Edited By Rasim Yilmaz, Günther Löschnigg, Hasan Arslan and Mehmet Ali Icbay
The Impact of Privatisation on Earnings in Transition Countries
Standard arguments of privatisation regarding wages point out that under public ownership, workers earn high wages and benefits due to unionisation and soft budget constraints. As such, before privatisation, public corporation managers supported by soft budgets were not provided with incentives to minimise costs. Besides, public unions were in a total monopoly bargaining position. Thus, they were able to get excessive pay levels and benefits for their members by using their power on politicians and during bargaining. After privatisation, the aim of the new owners facing hard budgets was to maximise profits; therefore, they had a greater incentive to minimise costs.

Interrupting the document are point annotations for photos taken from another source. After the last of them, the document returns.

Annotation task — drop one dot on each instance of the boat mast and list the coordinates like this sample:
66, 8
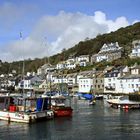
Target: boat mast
23, 64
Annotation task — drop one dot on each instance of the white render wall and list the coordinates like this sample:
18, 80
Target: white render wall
85, 85
129, 85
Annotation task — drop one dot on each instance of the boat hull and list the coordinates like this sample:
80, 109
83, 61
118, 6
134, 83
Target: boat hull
62, 112
25, 117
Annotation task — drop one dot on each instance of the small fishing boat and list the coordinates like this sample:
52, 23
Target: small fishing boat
92, 102
123, 103
59, 107
99, 97
25, 110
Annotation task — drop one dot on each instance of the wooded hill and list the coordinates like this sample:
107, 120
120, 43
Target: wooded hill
124, 36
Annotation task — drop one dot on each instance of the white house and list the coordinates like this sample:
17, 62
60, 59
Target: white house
131, 82
60, 65
85, 84
136, 49
72, 79
111, 80
83, 60
108, 52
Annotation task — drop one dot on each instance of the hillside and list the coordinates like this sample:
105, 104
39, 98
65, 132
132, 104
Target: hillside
124, 36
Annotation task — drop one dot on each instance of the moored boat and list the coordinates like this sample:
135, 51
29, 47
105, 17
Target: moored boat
124, 103
59, 107
26, 110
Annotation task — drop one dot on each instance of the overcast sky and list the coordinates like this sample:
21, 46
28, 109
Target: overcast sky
48, 26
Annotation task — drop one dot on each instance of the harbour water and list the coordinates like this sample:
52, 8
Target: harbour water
89, 122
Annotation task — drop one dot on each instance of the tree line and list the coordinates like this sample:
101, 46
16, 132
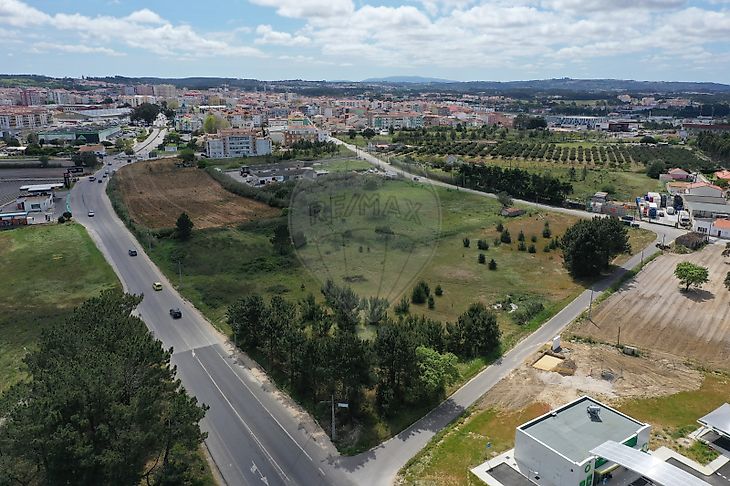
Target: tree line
102, 406
516, 182
316, 352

Besides, privatisation reduces workers bargaining power and therefore union wage premiums. Thus, effective new owners are able to raise productivity and lower costs by reducing wages and over-staffing.
However, the effect of privatisation on wages is theoretically ambiguous. Wages may either rise or fall as a result of privatisation depending on the firms’ level of output, market power of firms, union’s role, and the nature of wage determination in the market (Monterio, 2003).
New private owners faced with stronger profit-related incentives, harder budget constraints, and constant output may reduce costs by reducing wages. On the other hand, if the privatised firm’s output rises in response to an increase in the firm’s market share and the total quantity demanded for the industry, as well as the skills of new management regarding marketing, innovation, and entering new markets, new private owners may...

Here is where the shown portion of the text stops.